A Natural Experiment
The Korean peninsula is known to be a natural experiment: North and South Korea have the same history, culture, language, and geography, but they have been having very divergent economic outcomes.
South Korea is an OECD country; it is very developed and has major industries, while North Korea often can barely afford to feed its people.
The reasons for South Korea’s success and North Korea’s failure can be broken down into man-made constraints on behavior. How easy is it to register a business? How easy is it to pay taxes?
The reader would normally think that the traditional way to change these rules is on a national level, with the government approving and passing a law.

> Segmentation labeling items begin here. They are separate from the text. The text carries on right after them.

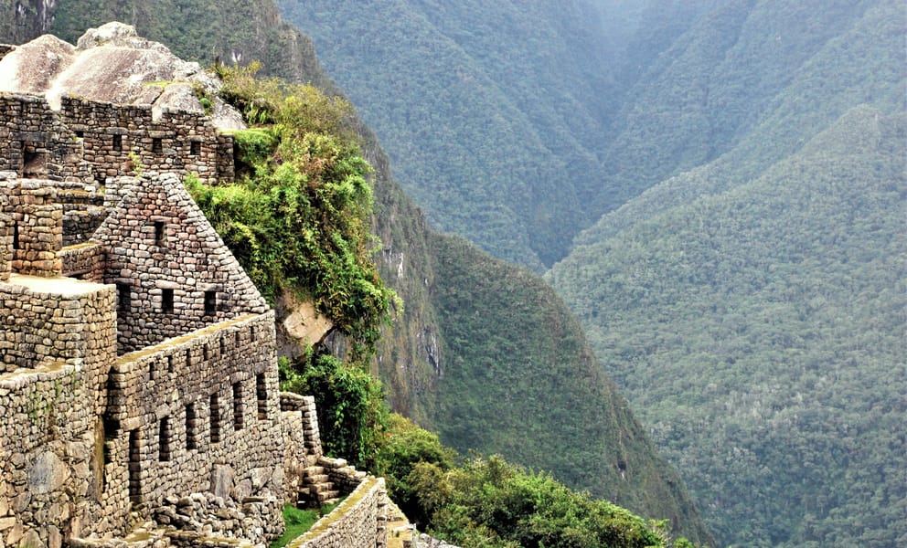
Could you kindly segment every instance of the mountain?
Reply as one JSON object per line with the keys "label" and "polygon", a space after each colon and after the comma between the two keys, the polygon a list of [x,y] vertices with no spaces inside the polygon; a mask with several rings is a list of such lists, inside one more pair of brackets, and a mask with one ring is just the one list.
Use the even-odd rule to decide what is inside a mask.
{"label": "mountain", "polygon": [[[890,308],[874,319],[838,303],[827,310],[841,313],[823,319],[822,300],[807,290],[815,281],[824,284],[822,299],[880,305],[880,295],[902,306],[902,2],[438,4],[281,6],[313,36],[434,226],[530,268],[554,261],[548,279],[580,314],[606,373],[629,391],[721,541],[907,542],[896,525],[905,522],[902,491],[891,489],[904,484],[896,472],[907,469],[899,455],[903,430],[891,424],[903,408],[894,395],[903,394],[903,315]],[[434,115],[454,109],[465,120]],[[876,113],[879,148],[850,151],[843,128],[862,131]],[[571,124],[572,114],[585,125]],[[575,132],[571,140],[561,141],[558,128]],[[544,146],[527,151],[539,136]],[[553,142],[573,148],[570,161],[560,161]],[[823,165],[821,146],[832,156]],[[498,154],[488,158],[486,150]],[[777,178],[795,166],[802,178]],[[538,177],[528,174],[533,167]],[[841,194],[829,174],[838,169],[866,196]],[[779,195],[790,206],[773,200]],[[726,202],[709,208],[710,200]],[[856,217],[867,208],[874,220],[863,226]],[[827,234],[838,239],[815,244]],[[782,248],[773,255],[745,238]],[[834,258],[855,253],[861,258]],[[779,300],[784,307],[770,311]],[[830,330],[823,321],[838,323]],[[811,357],[789,355],[788,338],[808,341],[802,352]],[[857,358],[845,349],[816,357],[818,347],[854,338],[862,342],[851,350],[872,344],[877,354]],[[729,345],[738,350],[730,357]],[[828,399],[821,384],[793,375],[803,360],[836,372],[827,377],[835,405],[845,394],[855,400],[847,417],[827,402],[795,413],[798,398]],[[797,392],[771,396],[774,386],[779,395]],[[751,393],[774,407],[752,411]],[[738,408],[756,415],[740,417]],[[795,427],[764,418],[785,409]],[[865,437],[854,433],[857,424]],[[863,441],[880,448],[872,458],[842,448]],[[864,471],[870,466],[888,471]]]}
{"label": "mountain", "polygon": [[[231,62],[261,56],[268,74],[340,93],[308,39],[286,26],[272,3],[233,3],[230,9],[215,4],[60,0],[53,30],[71,39],[77,28],[121,19],[186,58]],[[667,518],[675,532],[710,543],[677,472],[657,456],[602,374],[560,298],[530,271],[431,231],[391,178],[368,128],[353,123],[375,168],[381,276],[404,301],[385,329],[375,364],[393,407],[438,429],[463,451],[499,452],[553,470],[574,487]],[[476,385],[477,378],[486,382]],[[498,397],[501,391],[507,399]]]}
{"label": "mountain", "polygon": [[586,3],[279,5],[432,227],[540,270],[597,218],[578,189],[598,171],[614,86]]}
{"label": "mountain", "polygon": [[863,7],[548,275],[723,543],[907,540],[905,21]]}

However, a special economic zone (SEZ) is a different way to change these rules: rather than adopt new reforms on an entire country, a specific area of that country will be subject to the test of this new system of rules to attract businesses and generate wealth, such as lower taxes or easier bureaucracy.

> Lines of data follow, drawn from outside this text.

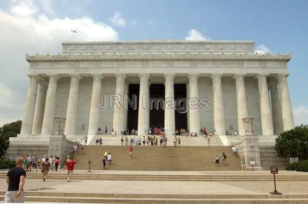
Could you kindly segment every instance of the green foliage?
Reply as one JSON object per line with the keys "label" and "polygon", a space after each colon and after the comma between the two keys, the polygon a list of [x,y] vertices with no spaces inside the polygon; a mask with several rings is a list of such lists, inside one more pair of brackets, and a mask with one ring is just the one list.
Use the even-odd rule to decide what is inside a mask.
{"label": "green foliage", "polygon": [[5,155],[9,148],[9,138],[10,137],[16,137],[21,132],[22,120],[4,125],[0,127],[0,158]]}
{"label": "green foliage", "polygon": [[0,159],[0,169],[11,169],[14,167],[16,167],[16,162],[15,161]]}
{"label": "green foliage", "polygon": [[308,160],[290,164],[287,165],[285,170],[287,171],[308,172]]}
{"label": "green foliage", "polygon": [[301,125],[280,134],[276,140],[278,156],[308,159],[308,125]]}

What is a Special Economic Zone?
A Special Economic Zone (SEZ) is a specific area in a country that is subject to different economic regulations than other regions within the same country.

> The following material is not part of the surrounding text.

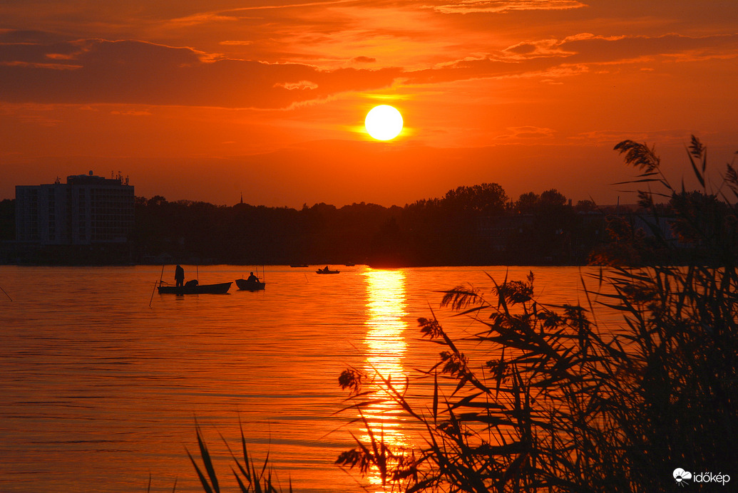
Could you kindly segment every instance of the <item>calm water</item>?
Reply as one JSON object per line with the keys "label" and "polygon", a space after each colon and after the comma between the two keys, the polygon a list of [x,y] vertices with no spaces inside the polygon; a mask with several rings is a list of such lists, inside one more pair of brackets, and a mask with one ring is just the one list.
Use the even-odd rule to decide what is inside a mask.
{"label": "calm water", "polygon": [[[253,270],[184,267],[201,284]],[[251,452],[269,451],[296,491],[381,491],[376,478],[333,465],[352,448],[350,432],[362,435],[348,424],[354,415],[335,414],[346,396],[338,375],[430,368],[438,346],[418,339],[418,317],[432,309],[458,336],[478,328],[439,309],[435,291],[489,287],[485,273],[523,279],[530,269],[339,268],[267,267],[263,292],[234,284],[227,295],[152,298],[161,267],[0,266],[13,298],[0,293],[0,491],[145,492],[151,476],[152,492],[175,482],[200,492],[186,452],[196,455],[196,419],[227,486],[221,436],[239,450],[240,421]],[[533,270],[544,300],[584,302],[580,269]],[[412,427],[392,410],[370,419],[382,410],[388,440],[412,444]]]}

SEZs are typically created to facilitate rapid economic growth, as they make the country benefit from foreign direct investments, tax incentives, export diversification and growth, and employment generation. SEZs are oftentimes used in developing countries, as they allow governments to implement reforms that are politically infeasible on a national level and to experiment with these new reforms before being rolled out nationwide if the effects are uncertain.
According to the specific reforms, there can be different types of SEZs. There are zones designated to become financial centers (Financial Zones), zones where goods may be imported and exported with untypical customs duties (Free Trade Zones – FTZs), or zones built for industrial and commercial exports (Export Processing Zone – EPZs).
However, a SEZ is not easy to develop, and many initiatives have failed. To succeed, SEZs must have strong economic ties to the broader country, an efficient regulatory framework that makes them competitive places to do business, and efficient private sector participation. The latter must be given strong incentives to pick the right location, target the right industries, and effectively administer the zone.
SEZs in China: “Crossing the river by touching the stones”
The first modern Special Economic Zones appeared in the late 1950s in industrialized countries, with the very first one created in Shannon Airport, Ireland. From the 1970s onward, zones providing labor-intensive manufacturing have been established, especially in Latin America and East Asia. However, SEZs showed their true potential when China created four of them in the early 1980s. Among them was Shenzhen, which passed from a rural city of 30,000 people to the 18 million people manufacturing capital of the world in 2018.
While SEZs have been used by many countries, The Red Dragon has been the most successful in using them, especially in more technology- and capital-intensive formal sectors that enjoy greater government support, more foreign direct investment (FDI), and stronger links to the global market.
China’s first SEZs were created in the Southeastern coastal region to act as liberal economic environments that promote innovation and to test the efficacy of market-oriented economic reforms in a controlled environment; in Deng Xiaoping’s words, “crossing the river by touching the stones.” Therefore, these four SEZs didn’t only have the usual objectives of a SEZ, but they had one important mission as well: test the new policies and institutions for a market-oriented economy, a substantial change from the former centrally planned economy.
China says thank you to SEZs
The SEZs had an immediate impact: in 1981, they accounted for 59.8% of China’s FDI, with Shenzhen accounting for half of it, and by 1985, Shenzhen’s and Zhuhai’s GDPs respectively grew at an annual rate of 58% and 32% against a national average of 10%.
By 1992, foreign trade and investments in China had been extended to the entire coastal region and all capital cities in the interior, and SEZs began to spring up throughout the country as much as they were no longer “special”.
China’s first four SEZs, Shenzhen, Zhuhai, Shantou, and Xiamen, are crucial to understanding the insane development and growth the country has experienced in the last thirty years and its consequent position on a macro and geopolitical basis.
From 1975 to 2018, the number of countries with SEZs has grown from 29 to 147, with the total number of SEZs in the world growing at an annual rate of 157% in the same period. Yet, no country has enjoyed their benefits as China did.
Most of all, China’s SEZs successfully tested the market economy and new institutions, establishing role models for the rest of the country to be followed. They had a huge contribution to national GDP, employment, equality, poverty, exports, and attraction of new technologies and talents, and they undoubtedly made the country able to liberalize the formerly traditional state and experience the consequent flourishing growth.
Now, the question remains how the Party – which is becoming increasingly corrupted, autocratic, and culturally closed – is going to transform this insane economic growth into geopolitical influence on Asia and the world.